The Smc5/6 complex is a DNA loop-extruding motor – Nature

Gene synthesis, subcloning and strain creation for Smc5/6 overexpression

Genes for all Smc5/6 subunits were synthesized by GeneArt Gene Synthesis (Thermo Fisher Scientific), with codon optimization and introduced into pJF2, pJF3, pJF4 and pJF5 yeast integrative vectors (kindly provided by J. Diffley) under the bidirectional GAL1-10 promoter²⁹. The TAP-tag sequence derived from pBS1479 (EUROSCARF) was introduced into the C terminus of Smc6 or Nse5 using standard methods. The following plasmids—CD373; SMC5-GAL1-10-SMC6-TAP, CD380; NSE5-pGAL1-10-NSE6, CD395; NSE3-pGAL1-10-NSE4, CD377; and NSE1-pGAL1-10-NSE2—were integrated into CB3245 using auxotrophic markers, then the TOP1 gene was deleted using standard gene-replacement methods. For ATPase mutants, point mutations were introduced using standard methods at appropriate positions (Walker A (KE): Smc5K75E, Smc6K115E; Walker B (EQ): Smc5E1015Q, Smc6E1048Q)³¹. A codon-optimized SNAP tag was synthesized by GeneArt Gene Synthesis and introduced into pFA6a with a KAN marker. The SNAP tag was introduced into the C terminus of ectopic NSE2, NSE4 and NSE5 after the 6×His tag using standard methods. A list of yeast strains and plasmid DNA used in this study can be found in Supplementary Tables 1 and 2.

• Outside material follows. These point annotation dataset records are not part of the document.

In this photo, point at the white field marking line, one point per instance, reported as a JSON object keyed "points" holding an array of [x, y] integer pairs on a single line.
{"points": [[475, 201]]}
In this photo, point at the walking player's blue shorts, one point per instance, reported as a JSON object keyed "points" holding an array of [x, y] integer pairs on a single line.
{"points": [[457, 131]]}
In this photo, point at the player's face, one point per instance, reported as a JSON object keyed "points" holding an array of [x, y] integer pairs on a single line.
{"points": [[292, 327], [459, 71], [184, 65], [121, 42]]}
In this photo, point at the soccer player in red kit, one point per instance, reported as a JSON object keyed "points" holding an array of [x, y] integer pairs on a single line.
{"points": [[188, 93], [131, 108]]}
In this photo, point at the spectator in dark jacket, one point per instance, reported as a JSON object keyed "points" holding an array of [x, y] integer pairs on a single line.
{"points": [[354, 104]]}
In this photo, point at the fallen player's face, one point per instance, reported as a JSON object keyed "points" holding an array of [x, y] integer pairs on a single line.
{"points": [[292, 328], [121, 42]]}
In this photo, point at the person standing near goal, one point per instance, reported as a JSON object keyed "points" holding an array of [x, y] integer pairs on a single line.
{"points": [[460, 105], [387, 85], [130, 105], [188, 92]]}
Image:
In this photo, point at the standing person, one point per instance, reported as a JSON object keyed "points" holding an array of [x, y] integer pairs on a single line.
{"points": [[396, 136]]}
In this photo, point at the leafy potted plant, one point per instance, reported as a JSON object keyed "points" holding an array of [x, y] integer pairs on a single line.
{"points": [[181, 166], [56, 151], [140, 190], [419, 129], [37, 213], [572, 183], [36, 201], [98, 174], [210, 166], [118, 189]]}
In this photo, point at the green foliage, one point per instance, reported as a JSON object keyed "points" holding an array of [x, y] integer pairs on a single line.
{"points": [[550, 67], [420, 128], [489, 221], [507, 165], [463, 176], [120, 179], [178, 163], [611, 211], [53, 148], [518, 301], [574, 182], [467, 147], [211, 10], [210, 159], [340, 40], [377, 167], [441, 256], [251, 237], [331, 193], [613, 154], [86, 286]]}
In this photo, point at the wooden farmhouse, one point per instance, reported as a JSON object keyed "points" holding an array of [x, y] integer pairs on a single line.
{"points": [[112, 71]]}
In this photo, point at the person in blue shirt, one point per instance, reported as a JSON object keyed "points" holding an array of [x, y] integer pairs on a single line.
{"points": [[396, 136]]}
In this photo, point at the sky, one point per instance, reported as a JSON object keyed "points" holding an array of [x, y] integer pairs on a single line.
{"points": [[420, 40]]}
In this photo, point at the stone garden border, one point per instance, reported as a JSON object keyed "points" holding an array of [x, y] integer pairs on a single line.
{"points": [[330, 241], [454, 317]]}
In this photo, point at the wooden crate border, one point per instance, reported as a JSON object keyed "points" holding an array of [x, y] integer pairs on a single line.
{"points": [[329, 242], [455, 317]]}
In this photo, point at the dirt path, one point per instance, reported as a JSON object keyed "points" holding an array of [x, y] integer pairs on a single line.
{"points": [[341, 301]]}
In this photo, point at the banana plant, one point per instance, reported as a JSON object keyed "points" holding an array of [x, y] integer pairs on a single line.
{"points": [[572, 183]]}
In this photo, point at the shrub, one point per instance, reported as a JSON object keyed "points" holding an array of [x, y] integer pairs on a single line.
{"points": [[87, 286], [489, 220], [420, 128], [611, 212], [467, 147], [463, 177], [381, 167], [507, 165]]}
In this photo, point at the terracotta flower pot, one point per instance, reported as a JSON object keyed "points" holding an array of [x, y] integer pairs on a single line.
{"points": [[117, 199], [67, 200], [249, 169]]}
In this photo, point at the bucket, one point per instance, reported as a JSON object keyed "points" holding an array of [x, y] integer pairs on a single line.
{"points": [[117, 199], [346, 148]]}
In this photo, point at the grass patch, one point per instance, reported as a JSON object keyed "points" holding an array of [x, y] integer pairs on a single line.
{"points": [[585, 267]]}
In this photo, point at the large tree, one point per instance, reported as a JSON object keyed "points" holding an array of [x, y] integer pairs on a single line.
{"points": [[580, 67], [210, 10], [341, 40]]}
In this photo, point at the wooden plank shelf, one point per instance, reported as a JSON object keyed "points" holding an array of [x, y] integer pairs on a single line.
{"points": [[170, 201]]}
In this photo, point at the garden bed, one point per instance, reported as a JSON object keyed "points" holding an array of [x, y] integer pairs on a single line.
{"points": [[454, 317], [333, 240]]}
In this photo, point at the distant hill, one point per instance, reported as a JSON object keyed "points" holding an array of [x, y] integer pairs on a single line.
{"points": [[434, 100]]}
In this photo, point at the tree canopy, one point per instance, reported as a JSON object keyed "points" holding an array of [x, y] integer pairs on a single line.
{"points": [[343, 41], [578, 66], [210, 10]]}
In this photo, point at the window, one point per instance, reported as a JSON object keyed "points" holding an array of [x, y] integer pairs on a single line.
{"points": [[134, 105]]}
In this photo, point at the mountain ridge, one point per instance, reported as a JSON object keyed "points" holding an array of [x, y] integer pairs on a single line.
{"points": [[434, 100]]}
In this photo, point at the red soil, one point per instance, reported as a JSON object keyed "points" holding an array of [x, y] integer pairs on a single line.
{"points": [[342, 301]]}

Overexpression and purification of Smc5/6 and subcomplex Nse5/6

Overexpression strains were grown at 30 °C in 1 or 2 l of YEP-lactate medium to optical density (OD₆₀₀) 0.8–1.0, then protein expression was induced for 4 h by the addition of 2% galactose. After harvesting, cells were disrupted using Freezer mill 6870 (SPEX), and proteins were extracted by the addition of one cell volume of IPP150 buffer (50 mM Tris-HCl pH 8.0, 150 mM NaCl, 10% glycerol, 0.1% IGEPAL CA-630, 1 mM DTT) containing 10 mM MgCl₂ and complete EDTA-free protease inhibitor (Roche Applied Science), after which treatment with benzonase (Merck) was performed for 1 h at 4 °C. Cleared extracts were mixed with IgG Sepharose 6 FF (Merck) for 2 h at 4 °C and washed with IPP150 buffer. IPP150 buffer was then replaced with GF500 buffer (20 mM HEPES-NaOH pH 7.5, 500 mM NaCl, 10% glycerol, 0.1% IGEPAL CA-630, 1 mM DTT) and the resin treated with tobacco etch virus (TEV) protease (kind gift from H. Schüler) at 4 °C overnight. The fraction eluted by TEV proteinase treatment was diluted fourfold in CBB500 buffer (50 mM Tris-HCl pH 8.0, 500 mM NaCl, 1 mM Mg(CH₃COO)₂, 1 mM imidazole, 2 mM CaCl₂, 1 mM DTT, 0.1% IGEPAL CA-630) supplemented with 1 M CaCl₂ (30 µl for 40 ml of mixture) and incubated with calmodulin Sepharose 4B (Merck) for 2 h at 4 °C. After washing with CBB500 buffer, proteins were eluted using CEB500 buffer (50 mM Tris-HCl pH 8.0, 500 mM NaCl, 1 mM Mg(CH₃COO)₂, 1 mM imidazole, 20 mM EGTA, 1 mM DTT, 0.1% IGEPAL CA-630). The eluate was concentrated by around 50-fold using a Vivaspin20 ultrafiltration unit (100 K MWCO, Sartorius) concomitant with an exchange to STO500 buffer (50 mM Tris-HCl pH 8.0, 500 mM NaCl, 2 mM MgCl₂, 0.5 mM tris(2-carboxyethyl)phosphine (TCEP), 10% glycerol, 0.1% IGEPAL CA-630). Concentration of the complex was determined by Bradford assay using bovine serum albumin (BSA) as standard. The integrity of purified Smc5/6 was tested using size-exclusion chromatography on a Superose 6 Increase 10/300 GL column (GE healthcare), pre-equilibrated with STO500 buffer and subsequent SDS–polyacrylamide gel electrophoresis (SDS–PAGE) analysis of eluted fractions (see Extended Data Fig. 1b for the WT octameric complex and Extended Data Fig. 1j for a hexameric complex lacking subunits Nse5 and Nse6).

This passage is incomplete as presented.